There’s also a lot in this book about forced sterilisation. That isn’t really addressed in And The Violins Stopped Playing, and it’s not generally addressed in the memoirs of Jewish survivors because it was Roma and Sinti people who were the target. The idea of the Final Solution would have meant that forced sterilisation of Jewish people was pointless, because they wouldn’t live to have children, but there seems to have been some idea of … a postponed genocide, for lack of a better way of putting it, by preventing Roma and Sinti people from being able to have children. Former soldiers were even given a choice of going to the gas chambers or being sterilised and then released. There are some graphic and very distressing descriptions of what was done to Reili’s relatives, both male and female, some as children, some as adults.
This has never been spoken about much until recently, because of cultural taboos, but it should be noted that forced sterilisation of Romani people was carried out in the 20th century in a number of countries, including Norway, Sweden and Switzerland, the last places you’d associate with that sort of policy. It was particularly common in Czechoslovakia, and then in the Czech Republic and Slovakia after the country split into two, and was going on as late as 2003 or 2004 – yes, 2004. An online petition was launched earlier this year to demand compensation for those affected: this is not something that’s just part of the past, this is something that’s affecting people to this very day.
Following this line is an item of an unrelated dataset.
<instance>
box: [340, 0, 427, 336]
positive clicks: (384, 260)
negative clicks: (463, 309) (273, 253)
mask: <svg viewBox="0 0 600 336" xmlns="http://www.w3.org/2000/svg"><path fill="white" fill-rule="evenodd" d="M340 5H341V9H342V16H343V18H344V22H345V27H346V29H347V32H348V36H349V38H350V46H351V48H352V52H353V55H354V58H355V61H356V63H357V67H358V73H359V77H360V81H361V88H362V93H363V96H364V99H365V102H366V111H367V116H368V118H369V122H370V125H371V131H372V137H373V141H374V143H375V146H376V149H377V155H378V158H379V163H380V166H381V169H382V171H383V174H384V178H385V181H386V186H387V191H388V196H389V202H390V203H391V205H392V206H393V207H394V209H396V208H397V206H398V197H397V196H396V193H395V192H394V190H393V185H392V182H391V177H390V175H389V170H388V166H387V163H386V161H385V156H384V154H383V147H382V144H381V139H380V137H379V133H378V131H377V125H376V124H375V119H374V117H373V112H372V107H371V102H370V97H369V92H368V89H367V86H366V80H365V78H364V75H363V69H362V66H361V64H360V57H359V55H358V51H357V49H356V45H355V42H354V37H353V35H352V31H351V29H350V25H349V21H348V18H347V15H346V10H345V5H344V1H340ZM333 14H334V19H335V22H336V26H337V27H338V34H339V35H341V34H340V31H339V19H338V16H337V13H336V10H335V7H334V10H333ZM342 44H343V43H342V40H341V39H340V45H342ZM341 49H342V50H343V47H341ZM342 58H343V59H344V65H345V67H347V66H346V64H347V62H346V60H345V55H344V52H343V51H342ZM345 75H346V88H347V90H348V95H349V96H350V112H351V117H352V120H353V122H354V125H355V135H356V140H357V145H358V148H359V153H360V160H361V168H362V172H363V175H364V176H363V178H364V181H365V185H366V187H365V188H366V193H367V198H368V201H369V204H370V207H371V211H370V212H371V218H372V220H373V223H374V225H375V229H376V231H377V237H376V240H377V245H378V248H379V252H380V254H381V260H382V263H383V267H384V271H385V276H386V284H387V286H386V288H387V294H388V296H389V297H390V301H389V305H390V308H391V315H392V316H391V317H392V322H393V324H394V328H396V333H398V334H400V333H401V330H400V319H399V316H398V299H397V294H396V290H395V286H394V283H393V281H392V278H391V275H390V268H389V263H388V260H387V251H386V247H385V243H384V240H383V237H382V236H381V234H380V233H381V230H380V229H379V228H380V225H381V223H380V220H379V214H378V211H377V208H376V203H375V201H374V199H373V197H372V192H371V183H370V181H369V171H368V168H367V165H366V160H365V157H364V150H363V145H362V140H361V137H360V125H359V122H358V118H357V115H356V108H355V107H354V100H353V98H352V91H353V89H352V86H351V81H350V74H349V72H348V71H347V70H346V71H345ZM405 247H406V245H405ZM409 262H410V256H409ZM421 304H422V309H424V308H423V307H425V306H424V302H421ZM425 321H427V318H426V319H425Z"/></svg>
This isn’t the world’s greatest book, but it’s an important reminder of something horrific, that happened within living memory, that is still not spoken about very much. And can you imagine the headlines, and the international outrage if the Italian interior minister announced plans to carry out a census of any other community? But next to nothing’s been said about this. It’s horrible. It’s frightening. A lot of unpleasant stuff is going on in Europe and in the United States at the moment, but this is arguably the worst of it. This isn’t a great book, but it would be great for people to read it.